The top five plumbing-related questions for 2005 were:
- Number 5: Is this project worthwhile? Homeowners are trying to decide of their planned investment in a new bathroom or bathroom remodel will deliver the anticipated value and benefits. Remodel contractors need to use their selling skills to determine how each prospect defines value.
- Number 4: What type of product is best for my job? Homeowners do their homework; they research products extensively. But they still need a trusted resource to validate the advertising claims they read.
- Number 3: How can I keep this clean? Much of this is related to moisture management and mold control. But remodel contractors can also gain a significant selling advantage if they promote product benefits to reduce cleaning chores.
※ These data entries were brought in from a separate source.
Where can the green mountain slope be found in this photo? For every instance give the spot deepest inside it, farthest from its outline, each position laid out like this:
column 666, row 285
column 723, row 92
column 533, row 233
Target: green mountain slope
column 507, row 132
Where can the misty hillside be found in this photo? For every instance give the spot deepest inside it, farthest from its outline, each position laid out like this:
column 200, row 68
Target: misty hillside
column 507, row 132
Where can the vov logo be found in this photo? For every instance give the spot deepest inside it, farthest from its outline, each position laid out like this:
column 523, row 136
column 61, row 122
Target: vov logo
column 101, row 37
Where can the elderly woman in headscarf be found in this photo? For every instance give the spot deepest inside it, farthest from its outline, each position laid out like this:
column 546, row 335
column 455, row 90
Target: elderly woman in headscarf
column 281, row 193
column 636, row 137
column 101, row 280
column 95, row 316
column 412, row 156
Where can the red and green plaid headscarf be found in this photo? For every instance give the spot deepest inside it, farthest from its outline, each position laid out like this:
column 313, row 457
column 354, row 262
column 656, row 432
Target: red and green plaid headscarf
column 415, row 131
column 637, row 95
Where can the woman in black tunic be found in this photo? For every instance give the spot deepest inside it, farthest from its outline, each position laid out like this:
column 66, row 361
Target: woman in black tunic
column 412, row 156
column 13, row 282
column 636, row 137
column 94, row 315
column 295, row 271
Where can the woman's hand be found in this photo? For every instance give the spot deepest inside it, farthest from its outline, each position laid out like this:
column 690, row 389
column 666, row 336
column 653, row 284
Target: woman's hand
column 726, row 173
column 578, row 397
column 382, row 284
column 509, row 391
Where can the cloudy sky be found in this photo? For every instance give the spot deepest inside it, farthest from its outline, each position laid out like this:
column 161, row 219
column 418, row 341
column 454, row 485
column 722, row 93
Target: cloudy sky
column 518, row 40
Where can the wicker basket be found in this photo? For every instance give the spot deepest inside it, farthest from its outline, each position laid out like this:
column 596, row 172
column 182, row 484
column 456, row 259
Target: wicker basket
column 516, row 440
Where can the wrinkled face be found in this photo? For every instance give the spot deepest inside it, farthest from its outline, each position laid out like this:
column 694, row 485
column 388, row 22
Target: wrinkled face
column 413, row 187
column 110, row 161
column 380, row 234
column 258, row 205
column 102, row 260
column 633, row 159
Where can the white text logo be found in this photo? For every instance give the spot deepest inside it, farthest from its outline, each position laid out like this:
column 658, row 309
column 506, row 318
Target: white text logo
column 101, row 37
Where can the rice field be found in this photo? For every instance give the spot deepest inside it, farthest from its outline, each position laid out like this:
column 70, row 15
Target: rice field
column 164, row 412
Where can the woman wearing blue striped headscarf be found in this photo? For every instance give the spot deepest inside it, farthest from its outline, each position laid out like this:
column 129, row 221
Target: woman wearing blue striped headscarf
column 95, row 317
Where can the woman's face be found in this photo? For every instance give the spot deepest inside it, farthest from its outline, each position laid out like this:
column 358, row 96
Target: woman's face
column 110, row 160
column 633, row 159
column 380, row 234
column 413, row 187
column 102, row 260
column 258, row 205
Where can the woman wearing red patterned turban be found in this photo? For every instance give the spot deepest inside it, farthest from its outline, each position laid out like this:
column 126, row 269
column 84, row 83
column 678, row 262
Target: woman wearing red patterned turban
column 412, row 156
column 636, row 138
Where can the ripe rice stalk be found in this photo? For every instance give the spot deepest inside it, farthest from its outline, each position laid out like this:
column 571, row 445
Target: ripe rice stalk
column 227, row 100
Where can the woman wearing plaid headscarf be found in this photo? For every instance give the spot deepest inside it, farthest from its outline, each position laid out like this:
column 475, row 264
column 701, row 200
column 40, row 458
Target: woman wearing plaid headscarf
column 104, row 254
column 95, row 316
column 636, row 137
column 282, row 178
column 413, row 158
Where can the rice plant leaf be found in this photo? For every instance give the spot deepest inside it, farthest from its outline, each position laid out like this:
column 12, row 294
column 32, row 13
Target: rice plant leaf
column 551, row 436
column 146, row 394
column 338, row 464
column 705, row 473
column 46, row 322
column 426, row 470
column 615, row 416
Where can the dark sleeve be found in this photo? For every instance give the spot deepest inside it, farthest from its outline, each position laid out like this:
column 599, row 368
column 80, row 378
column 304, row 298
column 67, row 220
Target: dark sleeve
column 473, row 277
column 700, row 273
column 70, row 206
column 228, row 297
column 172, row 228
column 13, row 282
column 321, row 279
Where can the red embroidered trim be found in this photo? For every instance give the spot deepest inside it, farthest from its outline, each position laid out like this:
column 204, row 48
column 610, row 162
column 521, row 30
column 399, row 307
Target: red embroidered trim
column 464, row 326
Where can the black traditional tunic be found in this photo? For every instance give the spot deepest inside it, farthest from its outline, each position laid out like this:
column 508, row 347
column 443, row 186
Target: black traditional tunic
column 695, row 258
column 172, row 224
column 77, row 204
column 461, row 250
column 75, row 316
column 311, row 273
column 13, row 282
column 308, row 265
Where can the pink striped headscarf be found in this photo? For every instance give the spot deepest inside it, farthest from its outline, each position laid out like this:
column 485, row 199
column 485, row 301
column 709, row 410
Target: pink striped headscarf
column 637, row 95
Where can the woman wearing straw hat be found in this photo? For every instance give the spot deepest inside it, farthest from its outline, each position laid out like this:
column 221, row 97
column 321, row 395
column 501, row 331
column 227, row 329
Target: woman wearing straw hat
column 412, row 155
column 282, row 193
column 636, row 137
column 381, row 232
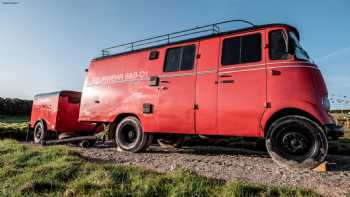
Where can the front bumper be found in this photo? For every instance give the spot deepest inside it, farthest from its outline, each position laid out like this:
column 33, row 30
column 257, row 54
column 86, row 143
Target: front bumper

- Number 2: How should I do this project? Homeowners want to know which products should be replaced and which they can keep; tricks for saving money to get an updated look, and which parts of the project they can do vs. hiring a pro.
- Number 1: How can I fix this problem? Leaks are the number one topic here, followed by toilet performance (or lack thereof). Remodel contractors have an opportunity to promote hassle-free benefits to homeowners.